FIGURE 6. Thiamin concentrations in F3 seeds of THI1 × THIC lines. (A) Boxplot representation of thiamin concentrations in 10 to 12 individual unpolished seeds of several independent THI1 × THIC lines. (B) Thiamin concentrations in unpolished (NP) seeds of Kitaake and several independent THI1 × THIC lines. Twenty unpolished seeds per genotype were pooled and reduced to powder for thiamin analysis. Data are means ± SE of three determinations. (C) Thiamin concentrations in polished (P) seeds of Kitaake and several independent THI1 × THIC lines. Twenty seeds per genotype were polished, pooled, and reduced to powder for thiamin analysis. Data are means ± SE of three determinations. Identical letters indicate that there was no significant difference between samples as determined by ANOVA (p > 0.05).

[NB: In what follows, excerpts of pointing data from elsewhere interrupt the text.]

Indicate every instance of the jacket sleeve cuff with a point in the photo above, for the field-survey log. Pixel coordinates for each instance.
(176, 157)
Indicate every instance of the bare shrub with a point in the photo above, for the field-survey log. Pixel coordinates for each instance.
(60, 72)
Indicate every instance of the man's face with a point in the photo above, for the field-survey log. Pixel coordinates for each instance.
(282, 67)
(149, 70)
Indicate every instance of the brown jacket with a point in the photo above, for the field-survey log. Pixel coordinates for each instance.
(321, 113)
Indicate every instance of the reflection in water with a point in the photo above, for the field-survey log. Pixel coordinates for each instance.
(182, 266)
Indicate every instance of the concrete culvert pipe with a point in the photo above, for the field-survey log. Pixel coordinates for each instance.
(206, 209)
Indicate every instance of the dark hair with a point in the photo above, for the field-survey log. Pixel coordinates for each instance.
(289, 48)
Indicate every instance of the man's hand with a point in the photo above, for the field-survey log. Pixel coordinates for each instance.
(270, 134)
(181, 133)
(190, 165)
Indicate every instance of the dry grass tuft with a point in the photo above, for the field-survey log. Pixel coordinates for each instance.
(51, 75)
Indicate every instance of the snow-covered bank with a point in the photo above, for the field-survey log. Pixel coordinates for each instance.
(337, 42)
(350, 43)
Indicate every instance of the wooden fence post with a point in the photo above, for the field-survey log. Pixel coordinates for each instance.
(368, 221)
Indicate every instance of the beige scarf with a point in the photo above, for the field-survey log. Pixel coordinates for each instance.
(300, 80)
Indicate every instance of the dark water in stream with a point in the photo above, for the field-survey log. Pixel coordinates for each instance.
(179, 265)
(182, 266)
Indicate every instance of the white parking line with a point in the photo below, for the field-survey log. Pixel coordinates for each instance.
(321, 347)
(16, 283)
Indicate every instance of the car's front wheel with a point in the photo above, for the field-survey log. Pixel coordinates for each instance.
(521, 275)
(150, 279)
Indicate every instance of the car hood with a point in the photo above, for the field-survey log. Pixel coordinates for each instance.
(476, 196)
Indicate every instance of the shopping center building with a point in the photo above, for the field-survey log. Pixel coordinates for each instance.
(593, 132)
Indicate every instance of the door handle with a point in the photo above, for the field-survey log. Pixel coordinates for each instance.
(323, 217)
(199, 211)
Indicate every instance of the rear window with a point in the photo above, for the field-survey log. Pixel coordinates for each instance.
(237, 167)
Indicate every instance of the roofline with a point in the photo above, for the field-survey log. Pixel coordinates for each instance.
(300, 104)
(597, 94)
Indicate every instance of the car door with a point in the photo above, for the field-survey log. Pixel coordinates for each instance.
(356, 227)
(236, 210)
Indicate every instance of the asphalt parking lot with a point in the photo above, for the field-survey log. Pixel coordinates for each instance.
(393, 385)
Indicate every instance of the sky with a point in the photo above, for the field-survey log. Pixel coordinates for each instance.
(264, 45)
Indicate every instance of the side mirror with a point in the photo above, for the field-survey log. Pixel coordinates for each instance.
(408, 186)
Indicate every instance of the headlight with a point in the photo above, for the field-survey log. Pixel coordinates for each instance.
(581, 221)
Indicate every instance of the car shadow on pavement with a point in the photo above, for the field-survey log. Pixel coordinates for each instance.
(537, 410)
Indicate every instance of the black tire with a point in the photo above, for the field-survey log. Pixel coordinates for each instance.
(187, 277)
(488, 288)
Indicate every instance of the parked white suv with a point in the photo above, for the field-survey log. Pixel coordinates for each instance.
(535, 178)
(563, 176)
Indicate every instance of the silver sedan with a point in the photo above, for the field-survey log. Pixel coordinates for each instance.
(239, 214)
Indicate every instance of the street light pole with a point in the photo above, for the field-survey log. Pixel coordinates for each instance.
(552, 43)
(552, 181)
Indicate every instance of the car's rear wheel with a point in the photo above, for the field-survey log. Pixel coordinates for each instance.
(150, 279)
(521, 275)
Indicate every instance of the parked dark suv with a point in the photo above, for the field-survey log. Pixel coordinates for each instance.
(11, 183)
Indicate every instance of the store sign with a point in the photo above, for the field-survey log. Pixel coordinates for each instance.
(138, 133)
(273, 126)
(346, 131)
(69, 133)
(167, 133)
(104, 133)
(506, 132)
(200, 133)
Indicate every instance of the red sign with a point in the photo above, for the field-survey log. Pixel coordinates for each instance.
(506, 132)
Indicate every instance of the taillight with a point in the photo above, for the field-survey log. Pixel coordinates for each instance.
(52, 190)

In Silico Expression Analysis of Thiamin Metabolism Genes
Because thiamin accumulated mostly in the bran of both wild-type and engineered Kitaake, we hypothesized that the rice endosperm does not express thiamin biosynthesis genes. Supporting this hypothesis, mostly photosynthetic tissues are active sites of de novo thiamin synthesis (Colinas and Fitzpatrick, 2015). To test our hypothesis, Affymetrix microarray dataset from the Rice Oligo Array Database2 was used to study expression of 13 known thiamin metabolism genes (Supplementary Table 2) in grain, leaf, root, and seedling tissues (Figure 7). THI1 was expressed in all tissues, including embryo and endosperm, and was the most highly expressed gene amongst thiamin metabolism genes in all tissues analyzed. Two THIC transcripts were detected: one transcript with short 3′ untranslated region (UTR; type II) which drives high THIC expression, and one with long 3′ UTR (type III) which drives low THIC expression (Wachter et al., 2007). The short 3’ UTR THIC transcript was detected at higher level than the long 3’ UTR THIC transcript in all tissues. The short 3′ UTR THIC transcript was detected at the highest level in leaf tissue, an organ that produces high thiamin levels, and at relatively high level in the endosperm. Both THIC transcript variants as well as TH1 transcripts were detected at low level in embryo and root, an organ which cannot produce thiamin at a sufficient rate for growth (Goyer, 2010). TH1 transcripts were detected at the highest level in the endosperm amongst tissues. ThMPase transcripts were detected in relatively high amounts in embryo, endosperm, and roots, and at lower levels in leaves and seedlings. TDPK1 and TDPK3 transcripts were expressed at relatively low levels in the endosperm, which is consistent with free thiamin being the predominant form of thiamin found in seeds. TDPK2 transcripts were expressed at slightly higher levels than TDPK1 and TDPK3 transcripts throughout tissues. In summary, these data indicate that the genes necessary for de novo thiamin biosynthesis, THIC, THI1, TH1, and ThMPase are all expressed in the endosperm at 6 days after anthesis. Although it will be important to analyze gene expression at the later stages of endosperm development, these results suggest that the low amounts of thiamin in the endosperm may be due to a lack of functional thiamin biosynthesis proteins and/or the absence of precursors in sufficient amounts rather than the absence of transcripts.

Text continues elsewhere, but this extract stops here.